# Taking on more ferals



## Greenport ferals (Oct 30, 2010)

Today I received an e-mail from my favorite rescue group, Animalkind:

_Deb, another question (again) there are 20 feral cats that will be euthanized by the HS if we can not find outdoor placement, the two caretakers are both hospitalized (over 85) and won't come back. I have a place for 8. Anyone you could take?? (I can provide life time food, etc..) _

This is my current situation. There are five feral cats in my barn that I feed every day. For a while now, I've looked at this as my financial limit, because I have seven at home. 12 cats. That's a lot of cats. If the barn cats have health problems or need meds or flea/tick treatment, that is additional expense. 

Food is of course the biggest expense. In this e-mail, Animalkind geneously offered to give me food for life (!) if I would take some more cats. I've never accepted food from them before when they placed their ferals with me. I figured these were my cats now and my responsibility. 
Plus Animalkind has cats of its own to feed. 

I am thinking, though, that if these cats will be put down, I will accept this offer.


----------



## Whaler (Feb 13, 2011)

there is a FIV+ female feral that had 5 kittens not far from my colony. when my local animal control officer asked if i could lure her into becoming part of my group i did it w/o hesitation. but she brought my number up to 4 total ferals, so it wasn't all that much more stress on my finances. once in a while my aco stops by with a donation of food, it does help out.

with the number that you would have should you do this i wouldn't feel bad about accepting at least some of the food that they offered as i would guess that such a large number would strain your financial resources. 

bless your heart for the good you do.


ps- if they want to try to relocate a couple of them to connecticut....


----------



## tigressbythetail (Dec 1, 2010)

If it makes the difference between them being put down and find a home with you, I'd say take the offer. After all, they get donations and you don't.


----------



## CataholicsAnonymous (Dec 4, 2006)

I'd do it. Then, again, I'm the one who, since I started volunteering with TNR and feral rescue, increased my catkids by 14 --- making a total of 19 right now! And I can not afford that many......

BUT. The email said: "_(I can provide life time food, etc..)" "etc_." might mean help with some of your ordinary expenses such as flea treatments, dewormings, vaccinations?

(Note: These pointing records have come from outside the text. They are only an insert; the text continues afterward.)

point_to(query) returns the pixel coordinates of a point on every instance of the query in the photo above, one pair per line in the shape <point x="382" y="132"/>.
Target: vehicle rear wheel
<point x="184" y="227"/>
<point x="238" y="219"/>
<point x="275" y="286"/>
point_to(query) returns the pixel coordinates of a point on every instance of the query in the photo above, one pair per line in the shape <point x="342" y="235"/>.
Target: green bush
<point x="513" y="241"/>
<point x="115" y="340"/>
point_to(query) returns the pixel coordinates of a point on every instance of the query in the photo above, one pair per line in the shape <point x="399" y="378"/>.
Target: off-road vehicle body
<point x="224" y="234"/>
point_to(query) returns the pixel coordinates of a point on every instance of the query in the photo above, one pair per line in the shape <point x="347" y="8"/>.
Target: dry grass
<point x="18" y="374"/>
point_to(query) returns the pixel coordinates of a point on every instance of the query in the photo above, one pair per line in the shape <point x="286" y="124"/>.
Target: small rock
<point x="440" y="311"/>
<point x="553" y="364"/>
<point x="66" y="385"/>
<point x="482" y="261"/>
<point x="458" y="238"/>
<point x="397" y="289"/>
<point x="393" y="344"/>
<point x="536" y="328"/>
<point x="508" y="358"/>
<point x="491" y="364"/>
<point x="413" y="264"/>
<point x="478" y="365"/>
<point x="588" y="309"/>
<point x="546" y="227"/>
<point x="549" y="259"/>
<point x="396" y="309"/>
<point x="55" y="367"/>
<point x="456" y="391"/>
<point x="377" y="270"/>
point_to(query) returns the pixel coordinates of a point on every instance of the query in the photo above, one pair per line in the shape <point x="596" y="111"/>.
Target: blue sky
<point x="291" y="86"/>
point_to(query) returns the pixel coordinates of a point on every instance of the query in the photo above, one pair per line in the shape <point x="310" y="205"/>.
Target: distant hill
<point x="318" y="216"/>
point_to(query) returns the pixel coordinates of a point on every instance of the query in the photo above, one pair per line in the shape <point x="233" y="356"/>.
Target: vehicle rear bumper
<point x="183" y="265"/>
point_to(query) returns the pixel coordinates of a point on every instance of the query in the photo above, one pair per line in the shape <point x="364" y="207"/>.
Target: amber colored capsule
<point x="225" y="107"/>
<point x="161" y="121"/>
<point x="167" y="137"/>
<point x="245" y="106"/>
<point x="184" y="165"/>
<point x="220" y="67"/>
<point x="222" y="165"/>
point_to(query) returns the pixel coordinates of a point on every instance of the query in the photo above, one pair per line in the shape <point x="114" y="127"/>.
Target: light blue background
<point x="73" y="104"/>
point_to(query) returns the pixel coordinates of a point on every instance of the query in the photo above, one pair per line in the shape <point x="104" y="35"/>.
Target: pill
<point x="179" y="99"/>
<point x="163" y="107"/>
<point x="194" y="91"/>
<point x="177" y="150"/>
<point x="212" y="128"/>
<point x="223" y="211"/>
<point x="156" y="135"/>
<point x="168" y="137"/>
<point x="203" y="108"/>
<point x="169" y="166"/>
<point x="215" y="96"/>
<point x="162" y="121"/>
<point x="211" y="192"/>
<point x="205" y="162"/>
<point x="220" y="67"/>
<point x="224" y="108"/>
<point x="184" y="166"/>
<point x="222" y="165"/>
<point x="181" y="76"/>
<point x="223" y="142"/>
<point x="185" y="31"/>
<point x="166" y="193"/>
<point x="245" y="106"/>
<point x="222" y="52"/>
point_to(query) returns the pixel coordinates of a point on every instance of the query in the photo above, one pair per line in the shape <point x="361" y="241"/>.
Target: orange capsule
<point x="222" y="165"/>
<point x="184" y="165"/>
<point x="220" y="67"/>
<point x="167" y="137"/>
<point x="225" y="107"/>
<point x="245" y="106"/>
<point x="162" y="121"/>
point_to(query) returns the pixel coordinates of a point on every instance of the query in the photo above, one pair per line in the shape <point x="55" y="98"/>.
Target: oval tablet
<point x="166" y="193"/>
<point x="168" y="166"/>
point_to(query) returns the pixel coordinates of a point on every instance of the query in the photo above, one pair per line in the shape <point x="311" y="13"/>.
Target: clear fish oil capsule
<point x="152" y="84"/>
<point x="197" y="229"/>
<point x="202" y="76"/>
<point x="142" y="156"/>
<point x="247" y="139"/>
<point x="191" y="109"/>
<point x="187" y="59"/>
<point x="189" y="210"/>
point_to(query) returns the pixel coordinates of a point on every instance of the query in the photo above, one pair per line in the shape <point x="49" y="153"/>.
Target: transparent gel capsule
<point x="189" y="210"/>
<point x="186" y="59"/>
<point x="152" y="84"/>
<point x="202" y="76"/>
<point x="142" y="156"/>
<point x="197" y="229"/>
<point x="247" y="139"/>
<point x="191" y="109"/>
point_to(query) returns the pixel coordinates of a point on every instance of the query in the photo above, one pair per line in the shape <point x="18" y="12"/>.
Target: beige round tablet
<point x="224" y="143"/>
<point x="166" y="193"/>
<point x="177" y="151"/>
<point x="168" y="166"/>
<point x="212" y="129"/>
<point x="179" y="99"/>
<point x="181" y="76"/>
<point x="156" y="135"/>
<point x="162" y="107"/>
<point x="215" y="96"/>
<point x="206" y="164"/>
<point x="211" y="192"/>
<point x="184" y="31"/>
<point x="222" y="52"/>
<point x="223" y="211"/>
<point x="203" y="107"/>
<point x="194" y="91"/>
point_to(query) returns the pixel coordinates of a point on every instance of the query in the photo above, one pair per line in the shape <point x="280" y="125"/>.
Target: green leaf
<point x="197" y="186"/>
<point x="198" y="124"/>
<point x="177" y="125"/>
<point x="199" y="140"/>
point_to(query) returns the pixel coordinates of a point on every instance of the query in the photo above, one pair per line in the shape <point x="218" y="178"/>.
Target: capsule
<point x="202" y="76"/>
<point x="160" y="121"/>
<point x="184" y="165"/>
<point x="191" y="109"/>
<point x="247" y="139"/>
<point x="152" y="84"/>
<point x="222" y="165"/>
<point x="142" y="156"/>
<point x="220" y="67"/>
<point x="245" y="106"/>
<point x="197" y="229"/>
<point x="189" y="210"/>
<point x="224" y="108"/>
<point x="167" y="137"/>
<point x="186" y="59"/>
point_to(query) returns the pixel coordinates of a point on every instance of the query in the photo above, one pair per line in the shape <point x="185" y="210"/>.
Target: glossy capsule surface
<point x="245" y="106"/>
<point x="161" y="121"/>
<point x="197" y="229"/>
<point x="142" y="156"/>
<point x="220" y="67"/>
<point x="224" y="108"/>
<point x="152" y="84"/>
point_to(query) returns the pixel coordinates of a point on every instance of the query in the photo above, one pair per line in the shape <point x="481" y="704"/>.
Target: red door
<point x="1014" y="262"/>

They probably have a lot of their food donated to them and get other supplies or medications free or low cost.

Good luck. And the Cat Gods will bless you.


----------



## Greenport ferals (Oct 30, 2010)

Last fall, with my colony established, Animalkind called and asked if I could take another two ferals in their care. I had to say no, because of the reasons above. 

But this is a little different...these cats will be put down by the Humane Society, where they are now. (Animalkind works closely with the local HS.) It is much harder to say no. 

The reality is, there will always be more feral cats in desperate need. There is no end to them. After only a year managing a small colony, I have already been contacted by two other rescue groups, inquiring if I could take more. If I said yes to everyone who asked, I could have 30 cats now. And that's just in 12 months. 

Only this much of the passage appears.